The inhabitants, of whom the greater number have passed almost twenty hours in the refuge of their cellars, without light or food, are commencing to come out. The look of stupor of these poor peasants bears testimony to the long terror they have endured.
The ground is covered with all kinds of debris, broken pieces of arms, articles of equipments and blood-stained clothing.
The miserable wounded gathered up during the day are pale, livid and inert.
Some, principally those seriously injured, have a vacant look, they seem not to understand what is said to them. They turn their staring eyes toward those who bring them help.
Others, in a dangerous state of nervous shock, are shaking with convulsive tremblings.
Still others, with uncovered wounds, where inflammation has already appeared, seem frenzied with pain; they beg that someone may end their sufferings, and, with drawn faces, writhe in the last torments of agony.
Elsewhere, poor fellows are prostrated on the ground by bullets and bursting shells. Their arms and legs have been fractured by the cannon wheels that have passed over them.
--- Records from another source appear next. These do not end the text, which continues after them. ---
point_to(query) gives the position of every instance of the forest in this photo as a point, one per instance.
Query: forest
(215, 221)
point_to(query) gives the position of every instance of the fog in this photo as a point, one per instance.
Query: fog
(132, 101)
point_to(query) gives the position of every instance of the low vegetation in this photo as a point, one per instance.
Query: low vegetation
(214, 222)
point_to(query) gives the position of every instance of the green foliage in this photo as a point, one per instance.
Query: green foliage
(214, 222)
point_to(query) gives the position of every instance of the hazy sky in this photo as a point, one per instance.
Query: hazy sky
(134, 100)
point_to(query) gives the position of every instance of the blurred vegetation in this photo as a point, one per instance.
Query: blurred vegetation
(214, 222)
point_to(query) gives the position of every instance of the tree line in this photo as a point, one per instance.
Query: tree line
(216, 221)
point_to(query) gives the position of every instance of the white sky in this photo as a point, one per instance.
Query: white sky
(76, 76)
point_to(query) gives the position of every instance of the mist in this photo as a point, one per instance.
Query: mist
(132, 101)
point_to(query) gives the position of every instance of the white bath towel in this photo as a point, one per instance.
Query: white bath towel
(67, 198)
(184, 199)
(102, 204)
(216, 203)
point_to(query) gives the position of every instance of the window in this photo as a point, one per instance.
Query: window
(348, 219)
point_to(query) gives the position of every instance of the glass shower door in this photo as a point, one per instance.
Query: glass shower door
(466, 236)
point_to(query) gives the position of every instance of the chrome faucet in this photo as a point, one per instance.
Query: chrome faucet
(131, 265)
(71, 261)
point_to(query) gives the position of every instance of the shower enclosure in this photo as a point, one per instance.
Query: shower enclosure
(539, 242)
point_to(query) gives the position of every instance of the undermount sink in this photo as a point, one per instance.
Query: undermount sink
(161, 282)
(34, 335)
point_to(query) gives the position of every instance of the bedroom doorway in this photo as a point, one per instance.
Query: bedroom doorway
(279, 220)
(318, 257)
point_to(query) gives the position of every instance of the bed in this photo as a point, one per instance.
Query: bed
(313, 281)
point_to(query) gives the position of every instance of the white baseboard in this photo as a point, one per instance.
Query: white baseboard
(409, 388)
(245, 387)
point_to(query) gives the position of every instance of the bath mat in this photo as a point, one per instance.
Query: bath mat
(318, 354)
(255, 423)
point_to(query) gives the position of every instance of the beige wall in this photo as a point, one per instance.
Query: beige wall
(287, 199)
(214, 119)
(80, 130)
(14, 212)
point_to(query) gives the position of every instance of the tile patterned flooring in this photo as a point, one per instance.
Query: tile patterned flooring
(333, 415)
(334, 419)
The shock of the cylindrical ball shatters the bones, so that the wound it causes is always very dangerous. The bursting of shells and the conical balls make extremely painful fractures, the internal injury being terrible. Every kind of pieces of bone, of earth, of lead, of clothing, of equipments, of shoes, aggravate and irritate the wounds of the patients and increase their sufferings.
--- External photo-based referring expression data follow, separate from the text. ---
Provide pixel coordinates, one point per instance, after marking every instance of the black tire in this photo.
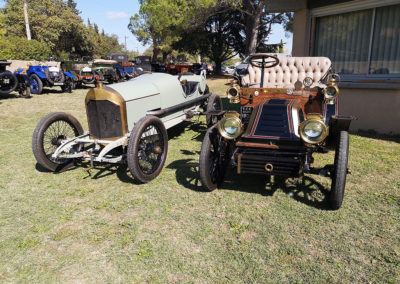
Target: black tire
(88, 81)
(340, 170)
(61, 78)
(6, 88)
(147, 154)
(214, 103)
(36, 84)
(213, 163)
(47, 135)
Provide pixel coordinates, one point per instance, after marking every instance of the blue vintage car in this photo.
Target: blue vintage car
(288, 112)
(127, 124)
(47, 76)
(10, 82)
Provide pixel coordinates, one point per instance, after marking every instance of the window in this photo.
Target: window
(363, 43)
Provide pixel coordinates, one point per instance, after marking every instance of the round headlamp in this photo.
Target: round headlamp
(313, 130)
(230, 127)
(331, 92)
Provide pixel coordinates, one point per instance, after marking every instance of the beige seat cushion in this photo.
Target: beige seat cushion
(288, 72)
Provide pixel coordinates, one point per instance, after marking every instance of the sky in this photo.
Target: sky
(113, 17)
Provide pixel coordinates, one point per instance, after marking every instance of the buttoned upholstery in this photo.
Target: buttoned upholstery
(288, 72)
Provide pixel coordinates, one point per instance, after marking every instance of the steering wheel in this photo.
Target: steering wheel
(263, 60)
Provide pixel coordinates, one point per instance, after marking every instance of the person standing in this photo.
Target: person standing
(203, 69)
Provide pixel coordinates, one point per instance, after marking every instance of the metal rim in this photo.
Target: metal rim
(54, 134)
(151, 149)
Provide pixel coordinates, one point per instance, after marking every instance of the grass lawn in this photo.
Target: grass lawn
(104, 227)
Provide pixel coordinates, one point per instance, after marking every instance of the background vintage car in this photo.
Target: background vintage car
(288, 111)
(127, 124)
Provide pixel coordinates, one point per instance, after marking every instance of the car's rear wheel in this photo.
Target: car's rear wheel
(214, 104)
(8, 83)
(340, 171)
(147, 148)
(213, 159)
(36, 84)
(48, 136)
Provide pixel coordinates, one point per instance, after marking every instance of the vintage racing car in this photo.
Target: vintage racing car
(127, 124)
(12, 82)
(288, 111)
(41, 76)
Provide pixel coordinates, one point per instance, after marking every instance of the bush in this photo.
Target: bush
(18, 48)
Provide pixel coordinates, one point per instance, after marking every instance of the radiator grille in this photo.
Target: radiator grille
(104, 119)
(285, 163)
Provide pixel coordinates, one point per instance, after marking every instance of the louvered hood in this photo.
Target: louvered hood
(275, 120)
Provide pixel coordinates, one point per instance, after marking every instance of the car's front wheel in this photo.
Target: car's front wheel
(36, 84)
(213, 159)
(48, 136)
(147, 148)
(340, 170)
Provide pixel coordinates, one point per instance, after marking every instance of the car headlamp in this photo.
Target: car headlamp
(230, 126)
(233, 93)
(331, 92)
(313, 130)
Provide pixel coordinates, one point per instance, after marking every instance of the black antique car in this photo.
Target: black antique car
(288, 111)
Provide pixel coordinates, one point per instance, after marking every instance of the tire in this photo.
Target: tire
(214, 103)
(340, 171)
(146, 158)
(51, 80)
(88, 81)
(212, 163)
(47, 135)
(6, 88)
(36, 84)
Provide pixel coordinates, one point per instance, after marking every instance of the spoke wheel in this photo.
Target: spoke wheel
(36, 84)
(147, 148)
(213, 159)
(48, 136)
(340, 171)
(214, 104)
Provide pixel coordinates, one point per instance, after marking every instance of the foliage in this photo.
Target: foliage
(18, 48)
(213, 40)
(57, 25)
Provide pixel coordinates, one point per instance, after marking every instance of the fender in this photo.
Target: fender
(70, 75)
(38, 70)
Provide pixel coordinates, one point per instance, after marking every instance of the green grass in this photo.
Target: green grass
(76, 227)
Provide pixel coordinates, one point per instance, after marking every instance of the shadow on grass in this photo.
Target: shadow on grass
(306, 190)
(375, 135)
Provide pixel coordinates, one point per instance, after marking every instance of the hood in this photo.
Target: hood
(275, 119)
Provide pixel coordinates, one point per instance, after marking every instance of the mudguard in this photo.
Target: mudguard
(70, 75)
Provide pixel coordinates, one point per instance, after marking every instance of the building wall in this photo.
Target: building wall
(375, 108)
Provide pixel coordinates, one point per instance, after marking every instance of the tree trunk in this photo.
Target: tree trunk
(253, 24)
(28, 30)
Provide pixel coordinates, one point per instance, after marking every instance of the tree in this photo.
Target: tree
(252, 25)
(214, 40)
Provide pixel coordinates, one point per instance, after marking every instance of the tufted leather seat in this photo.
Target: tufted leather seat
(288, 71)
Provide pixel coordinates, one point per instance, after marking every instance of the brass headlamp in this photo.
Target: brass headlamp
(313, 130)
(230, 126)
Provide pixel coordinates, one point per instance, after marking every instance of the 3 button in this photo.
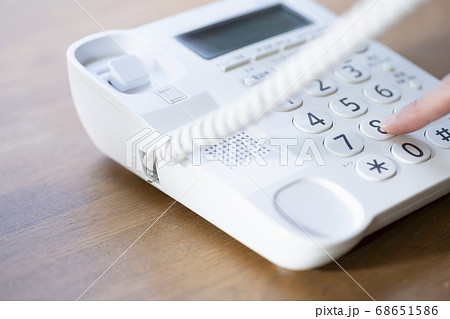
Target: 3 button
(289, 104)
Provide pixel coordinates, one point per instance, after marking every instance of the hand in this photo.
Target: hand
(433, 105)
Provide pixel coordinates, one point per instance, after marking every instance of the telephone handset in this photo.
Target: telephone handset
(301, 184)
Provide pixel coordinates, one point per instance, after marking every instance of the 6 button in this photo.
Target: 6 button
(382, 93)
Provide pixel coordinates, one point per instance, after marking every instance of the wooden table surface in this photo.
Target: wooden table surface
(67, 212)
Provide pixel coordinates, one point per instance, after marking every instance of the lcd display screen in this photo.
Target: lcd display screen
(230, 35)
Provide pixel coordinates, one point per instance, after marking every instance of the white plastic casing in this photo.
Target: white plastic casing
(296, 216)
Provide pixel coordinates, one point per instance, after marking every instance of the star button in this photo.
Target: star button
(376, 168)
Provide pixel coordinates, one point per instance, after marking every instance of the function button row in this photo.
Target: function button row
(348, 107)
(361, 48)
(351, 73)
(290, 103)
(265, 51)
(257, 77)
(234, 63)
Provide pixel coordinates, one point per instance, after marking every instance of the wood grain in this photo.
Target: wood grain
(67, 212)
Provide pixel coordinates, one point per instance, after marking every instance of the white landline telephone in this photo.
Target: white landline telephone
(307, 181)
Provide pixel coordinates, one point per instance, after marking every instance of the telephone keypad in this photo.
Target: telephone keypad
(382, 93)
(370, 127)
(376, 168)
(439, 135)
(344, 144)
(348, 107)
(313, 122)
(411, 151)
(321, 87)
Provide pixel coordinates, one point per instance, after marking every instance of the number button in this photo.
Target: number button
(352, 74)
(376, 168)
(289, 104)
(321, 88)
(382, 93)
(344, 144)
(411, 151)
(313, 122)
(439, 135)
(371, 128)
(348, 107)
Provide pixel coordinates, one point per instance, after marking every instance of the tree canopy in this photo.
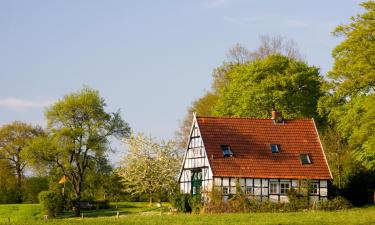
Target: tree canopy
(77, 136)
(290, 86)
(14, 138)
(350, 97)
(149, 167)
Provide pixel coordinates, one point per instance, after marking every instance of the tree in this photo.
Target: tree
(353, 70)
(14, 138)
(237, 55)
(339, 157)
(277, 81)
(149, 167)
(350, 99)
(8, 183)
(77, 136)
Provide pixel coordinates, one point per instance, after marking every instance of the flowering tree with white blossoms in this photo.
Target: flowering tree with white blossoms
(149, 166)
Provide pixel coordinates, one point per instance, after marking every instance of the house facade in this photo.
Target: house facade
(266, 157)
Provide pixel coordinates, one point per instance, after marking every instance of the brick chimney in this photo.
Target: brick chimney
(277, 117)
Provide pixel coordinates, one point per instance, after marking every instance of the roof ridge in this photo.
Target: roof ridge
(248, 118)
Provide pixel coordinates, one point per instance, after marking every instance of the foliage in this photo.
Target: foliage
(339, 157)
(77, 136)
(290, 86)
(134, 213)
(32, 187)
(195, 203)
(335, 204)
(51, 203)
(14, 138)
(8, 183)
(353, 67)
(149, 167)
(180, 202)
(237, 55)
(350, 97)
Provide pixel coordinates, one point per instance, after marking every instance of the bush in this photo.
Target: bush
(335, 204)
(180, 202)
(51, 203)
(195, 203)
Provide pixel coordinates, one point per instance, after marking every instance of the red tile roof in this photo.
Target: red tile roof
(250, 140)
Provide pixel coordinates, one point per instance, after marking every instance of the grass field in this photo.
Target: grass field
(139, 213)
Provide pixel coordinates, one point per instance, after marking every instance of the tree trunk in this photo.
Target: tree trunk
(77, 206)
(19, 182)
(150, 199)
(77, 201)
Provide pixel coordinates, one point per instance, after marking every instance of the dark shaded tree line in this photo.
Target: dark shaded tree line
(252, 83)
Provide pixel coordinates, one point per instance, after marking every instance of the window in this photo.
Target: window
(274, 148)
(314, 188)
(305, 159)
(226, 150)
(249, 190)
(284, 187)
(274, 188)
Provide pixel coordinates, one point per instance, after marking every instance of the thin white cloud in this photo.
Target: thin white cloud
(17, 103)
(216, 3)
(244, 20)
(296, 23)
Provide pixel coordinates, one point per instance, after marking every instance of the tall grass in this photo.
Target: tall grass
(139, 214)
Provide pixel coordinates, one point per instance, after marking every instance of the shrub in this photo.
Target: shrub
(51, 203)
(180, 202)
(195, 203)
(335, 204)
(297, 201)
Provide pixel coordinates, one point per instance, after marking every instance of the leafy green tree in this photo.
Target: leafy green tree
(149, 167)
(237, 55)
(350, 99)
(77, 137)
(353, 70)
(8, 183)
(339, 157)
(33, 186)
(277, 81)
(14, 138)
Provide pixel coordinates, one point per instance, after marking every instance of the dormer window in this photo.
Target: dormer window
(274, 148)
(305, 159)
(227, 152)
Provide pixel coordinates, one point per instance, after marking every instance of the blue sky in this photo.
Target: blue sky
(150, 59)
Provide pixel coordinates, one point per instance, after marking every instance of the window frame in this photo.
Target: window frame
(274, 190)
(276, 147)
(305, 158)
(314, 188)
(284, 190)
(227, 151)
(249, 190)
(227, 190)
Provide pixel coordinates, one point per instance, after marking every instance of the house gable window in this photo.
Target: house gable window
(274, 148)
(227, 152)
(305, 159)
(274, 188)
(313, 188)
(249, 190)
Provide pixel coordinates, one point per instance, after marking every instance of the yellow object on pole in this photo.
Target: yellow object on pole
(62, 180)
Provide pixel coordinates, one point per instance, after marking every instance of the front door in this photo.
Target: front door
(196, 182)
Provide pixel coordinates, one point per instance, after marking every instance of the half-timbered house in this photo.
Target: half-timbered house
(266, 157)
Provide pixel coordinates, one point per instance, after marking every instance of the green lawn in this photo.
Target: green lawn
(139, 213)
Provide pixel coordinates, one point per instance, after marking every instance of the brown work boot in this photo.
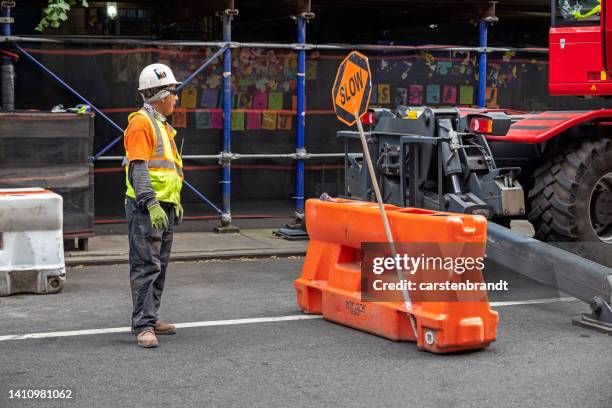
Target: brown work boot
(147, 339)
(163, 328)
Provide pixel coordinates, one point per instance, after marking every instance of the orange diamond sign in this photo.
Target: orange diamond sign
(352, 88)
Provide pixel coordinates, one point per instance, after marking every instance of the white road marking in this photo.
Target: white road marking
(533, 302)
(178, 325)
(209, 323)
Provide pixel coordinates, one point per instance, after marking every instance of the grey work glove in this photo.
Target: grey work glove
(159, 219)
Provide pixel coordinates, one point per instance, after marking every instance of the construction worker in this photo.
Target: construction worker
(154, 176)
Those who cross this vast field of yesterday's battle meet at every step, in the midst of a confusion without parallel, inexpressible despair and suffering of every kind.
Some of the battalions which had taken off their knapsacks during the battle, at last find them again, but they have been robbed of all their contents. During the night, vagabonds have stolen everything. A grave loss to the poor men whose linen and uniforms are stained and torn. Not only do they find themselves deprived of their clothing, but even their smallest savings, all their fortune as well as of the treasures dear to them; small family mementoes given by mothers, sisters and sweethearts.